Wie aber die andern Weltteile? Daß Europa sowohl an Menschen als Tieren meistens aus Asien besetzt sei und wahrscheinlich einem großen Teil nach  noch mit Wasser oder mit Wald und Morästen bedeckt gewesen, als das höhere Asien schon kultiviert  war, ist sogar aus der Geschichte erweislich. Das innere Afrika kennen wir zwar noch wenig; die Höhe  und Gestalt seines mittleren Bergrückens insonderheit ist uns ganz fremde; indessen wird aus mehreren  Gründen wahrscheinlich, daß dieser wasserarme und  große Strecken hinein niedrige Weltteil mit seinem  Erdrücken schwerlich an die Höhe und Breite Asiens  reiche. Auch er ist also vielleicht länger bedeckt gewesen; und obwohl der warme Erdgürtel sowohl der  Pflanzen- als Tierschöpfung daselbst ein eignes kräftiges Gepräge nicht versagte, so scheinet es doch, daß Afrika und Europa nur wie Kinder sind, an den Schoß der Mutter, Asien, gelehnet. Die meisten Tiere haben  diese drei Weltteile gemein und sind im ganzen nur  ein Weltteil.

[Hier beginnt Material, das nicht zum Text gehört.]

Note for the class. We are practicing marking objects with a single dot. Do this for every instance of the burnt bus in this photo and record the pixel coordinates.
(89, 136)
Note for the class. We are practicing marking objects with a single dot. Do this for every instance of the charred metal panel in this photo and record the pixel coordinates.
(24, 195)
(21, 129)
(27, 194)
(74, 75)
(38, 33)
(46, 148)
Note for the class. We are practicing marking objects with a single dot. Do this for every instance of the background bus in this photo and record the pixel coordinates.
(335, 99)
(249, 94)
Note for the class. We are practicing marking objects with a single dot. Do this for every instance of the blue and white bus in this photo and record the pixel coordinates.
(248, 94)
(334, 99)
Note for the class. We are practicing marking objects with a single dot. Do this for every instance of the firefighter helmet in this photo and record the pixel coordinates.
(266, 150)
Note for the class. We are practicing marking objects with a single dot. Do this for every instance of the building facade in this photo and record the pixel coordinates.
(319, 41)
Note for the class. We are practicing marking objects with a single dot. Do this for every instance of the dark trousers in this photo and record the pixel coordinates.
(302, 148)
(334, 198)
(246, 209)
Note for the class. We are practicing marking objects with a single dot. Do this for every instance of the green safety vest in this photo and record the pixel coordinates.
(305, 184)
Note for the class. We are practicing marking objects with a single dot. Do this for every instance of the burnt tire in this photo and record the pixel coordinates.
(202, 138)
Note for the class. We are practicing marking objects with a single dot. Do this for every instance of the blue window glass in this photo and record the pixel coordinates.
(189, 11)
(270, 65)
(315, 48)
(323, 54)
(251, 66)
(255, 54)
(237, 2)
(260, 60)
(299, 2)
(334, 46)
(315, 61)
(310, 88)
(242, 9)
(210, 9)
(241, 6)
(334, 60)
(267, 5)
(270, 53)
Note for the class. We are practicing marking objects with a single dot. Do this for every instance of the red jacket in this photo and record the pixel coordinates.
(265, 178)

Amerika endlich: sowohl der Strich seiner steilen,  unbewohnbar-hohen Gebirge als deren noch tobende  Vulkane und ihnen zu Füßen das niedrige, in großen  Strecken meerflache Land samt der lebendigen Schöpfung desselben, die sich vorzüglich in der Vegetation, den Amphibien, Insekten, Vögeln und dagegen in weniger Gattungen vollkommner und so lebhafter Land- tiere freuet, als in denen sich die Alte Welt fühlet: alle diese Gründe, zu denen die junge und rohe Verfassung seiner gesamten Völkerschaften mitgehöret, machen diesen Weltteil schwerlich als den ältestbewohnten kennbar. Vielmehr ist er, gegen die andre Erdhälfte betrachtet, dem Naturforscher ein reiches Problem der Verschiedenheit zweier entgegengesetzten  Hemisphäre. Schwerlich also dürfte auch das schöne  Tal Quito der Geburtsort eines ursprünglichen Menschenpaars gewesen sein, so gern ich ihm und den  Mondgebirgen Afrikas die Ehre gönne und niemanden widersprechen mag, der hiezu Beweistümer  fände.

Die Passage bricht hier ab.